# Ratings suck



## sallen67 (Mar 16, 2015)

I'm sure this has been hashed over and over, but the rating system sucks, and I want to rant.

I have not had a single passenger complain to me, I am always courteous and polite to my customers. I am willing to stop and wait, make multiple stops along the route etc. I greet my pax with a smile and am willing to engage in conversation or drive in silence.

I find that most of my pax have been friendly. I have only had 3 pax that I rated down and all of them were extreme drunks. One of them puked in my car and the other was a group of 3 women who got into a drunken screaming argument with each other, and the third was a boyfriend/girlfriend that were so drunk that they couldn't even carry on a coherent conversation with each other.

I just don't get how the ratings can fluctuate so much. If 50% of your riders gave you 5 stars and 50% gave you 4 stars, you would be below their threshold and dropped. That is a load of horse crap. 

I don't think people really understand the rating system. Without any knowledge of it I'd probably rate most of my rides a 3-4 as a passenger, 5 would be for exceptional service. I'm not even sure what would rate as exceptional service for a ride. Pick me up on time, don't drive like an a-hole and drop me off in one piece. Great you have done your job, that is expected, and should be average service.

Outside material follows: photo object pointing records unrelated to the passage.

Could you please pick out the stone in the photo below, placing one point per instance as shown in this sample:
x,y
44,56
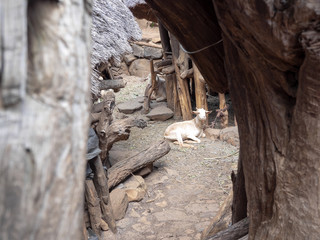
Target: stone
x,y
160,113
129,107
145,171
212,133
152,53
140,68
138,51
119,202
129,58
135,188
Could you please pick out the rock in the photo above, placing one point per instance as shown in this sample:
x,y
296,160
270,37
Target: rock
x,y
137,50
230,135
140,68
119,203
160,113
129,58
129,107
145,171
212,133
124,69
152,53
136,188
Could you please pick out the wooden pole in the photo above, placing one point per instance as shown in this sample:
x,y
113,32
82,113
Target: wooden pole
x,y
222,105
182,86
200,89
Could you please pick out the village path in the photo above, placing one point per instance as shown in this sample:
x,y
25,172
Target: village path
x,y
185,189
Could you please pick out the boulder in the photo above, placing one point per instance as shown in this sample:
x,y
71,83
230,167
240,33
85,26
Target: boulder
x,y
129,107
152,53
119,203
129,58
135,188
138,51
140,68
160,113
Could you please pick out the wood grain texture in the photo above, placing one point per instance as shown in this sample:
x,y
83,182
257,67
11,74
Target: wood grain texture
x,y
43,135
122,169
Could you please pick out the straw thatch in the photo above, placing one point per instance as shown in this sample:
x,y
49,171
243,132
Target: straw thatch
x,y
112,26
132,3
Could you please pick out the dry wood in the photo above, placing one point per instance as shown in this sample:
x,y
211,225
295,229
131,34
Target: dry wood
x,y
94,117
122,169
101,185
168,70
172,95
200,89
93,206
236,231
147,44
182,86
150,90
112,84
221,221
222,105
187,73
163,63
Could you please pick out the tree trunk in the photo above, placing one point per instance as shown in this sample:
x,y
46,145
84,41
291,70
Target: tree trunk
x,y
44,118
274,92
272,59
179,18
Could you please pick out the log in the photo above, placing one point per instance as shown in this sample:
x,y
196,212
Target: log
x,y
163,63
168,70
187,73
221,221
93,206
101,185
122,169
149,44
236,231
119,130
172,95
112,84
223,108
150,90
200,90
165,39
182,86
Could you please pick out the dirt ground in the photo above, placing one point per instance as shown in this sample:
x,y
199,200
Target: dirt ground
x,y
186,187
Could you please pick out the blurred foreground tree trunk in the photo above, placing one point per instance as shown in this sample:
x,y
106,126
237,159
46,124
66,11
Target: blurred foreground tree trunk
x,y
44,100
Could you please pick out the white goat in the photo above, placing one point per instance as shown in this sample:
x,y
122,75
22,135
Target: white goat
x,y
192,129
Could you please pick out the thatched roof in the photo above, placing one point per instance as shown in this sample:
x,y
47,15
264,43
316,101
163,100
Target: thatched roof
x,y
132,3
112,26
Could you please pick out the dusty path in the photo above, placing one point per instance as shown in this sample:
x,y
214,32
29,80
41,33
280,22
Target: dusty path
x,y
185,188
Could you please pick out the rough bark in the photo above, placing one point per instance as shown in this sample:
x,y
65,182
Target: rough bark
x,y
272,58
44,120
274,82
101,185
179,18
236,231
182,85
221,221
122,169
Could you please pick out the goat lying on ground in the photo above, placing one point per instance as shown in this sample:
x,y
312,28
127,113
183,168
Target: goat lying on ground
x,y
192,129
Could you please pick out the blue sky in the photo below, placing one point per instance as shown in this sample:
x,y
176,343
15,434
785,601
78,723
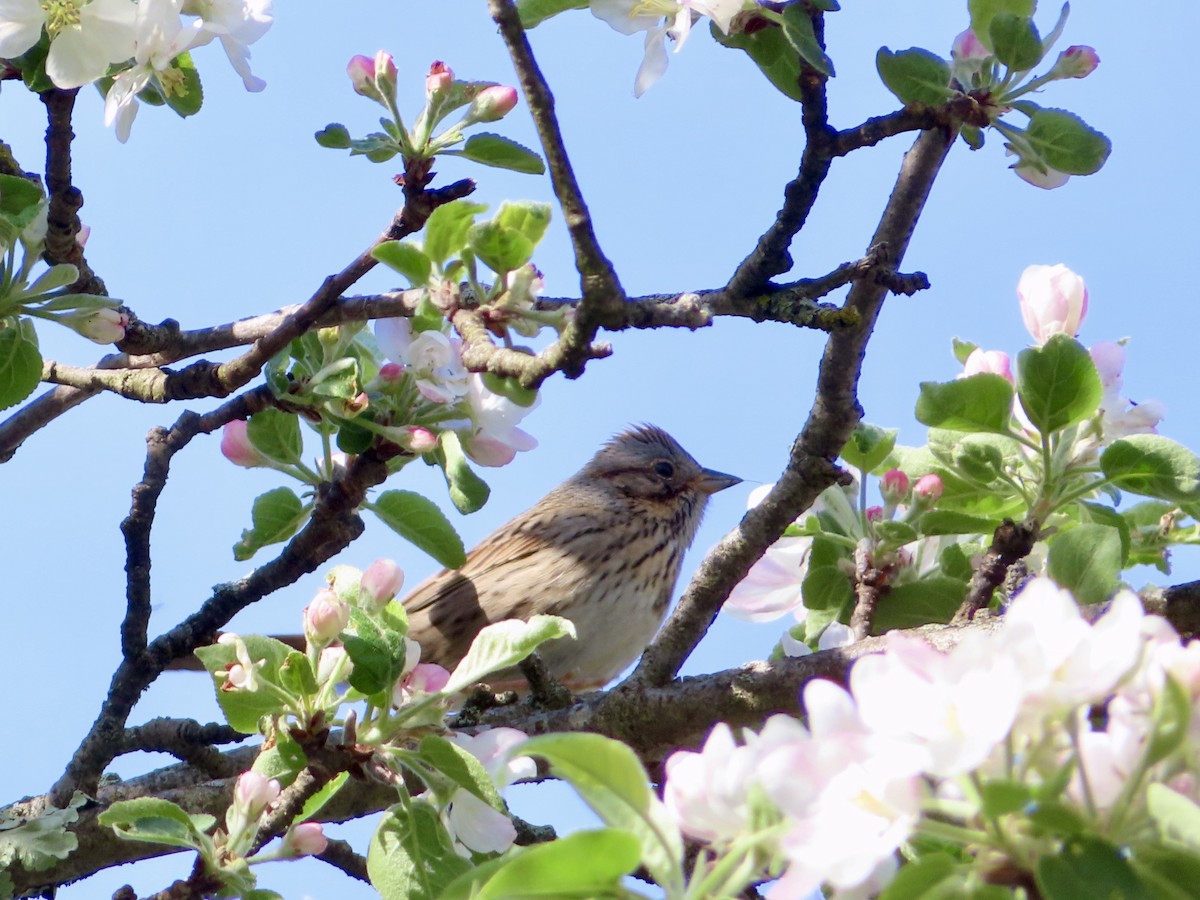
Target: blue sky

There is a lot that goes into this that is beyond our control. How long did it take them to get a ride. Are the inundated and did the pax have to wait for a long time. Were they forced to ride during surge, did the last driver cancel on them. All of those things are negatives that are out of my control but still get tagged to me as a negative comment.


----------



## Emp9 (Apr 9, 2015)

i agree the bar is set way too high. most people think 4 stars is giving you a good rating, they do not realize its a fail. the rating system is flawed


----------



## Backdash (Jan 28, 2015)

OP is the Captain Obvious guy...


----------



## Chicago-uber (Jun 18, 2014)

Maybe it's just me, but I noticed that every time I work Fridays my ratings go down.. Wtf??


----------



## zMann (Feb 21, 2015)

As you said the rating system is sucks


----------



## Sacto Burbs (Dec 28, 2014)

The rating system works.

Only those who instinctively know how to please, or live in a market with nice well trained pax, or have scrapped through the low ratings and learned how to relate to the pax, survive. 

I say it works - for Uber. No HR crap to deal with. There are too many people with high ratings for me to be able to blame the pax, much as I would love to. I'm staring at a 4.56


----------



## Tim In Cleveland (Jul 28, 2014)

No ratings adjustment for late night Friday and Saturday runs. These people are all drunk and probably don't even intend such bad ratings. There's also no adjustment for ratings during surges. We had a huge day in Cleveland yesterday. Opening day for the Cleveland Indians is a major "cut work and hit the bars" event causing surges all day. I was prompt, courteous and have an immaculate clean car. I had no problems with any customers yet my 7 day average is 4.67 and was much higher prior to yesterday.


----------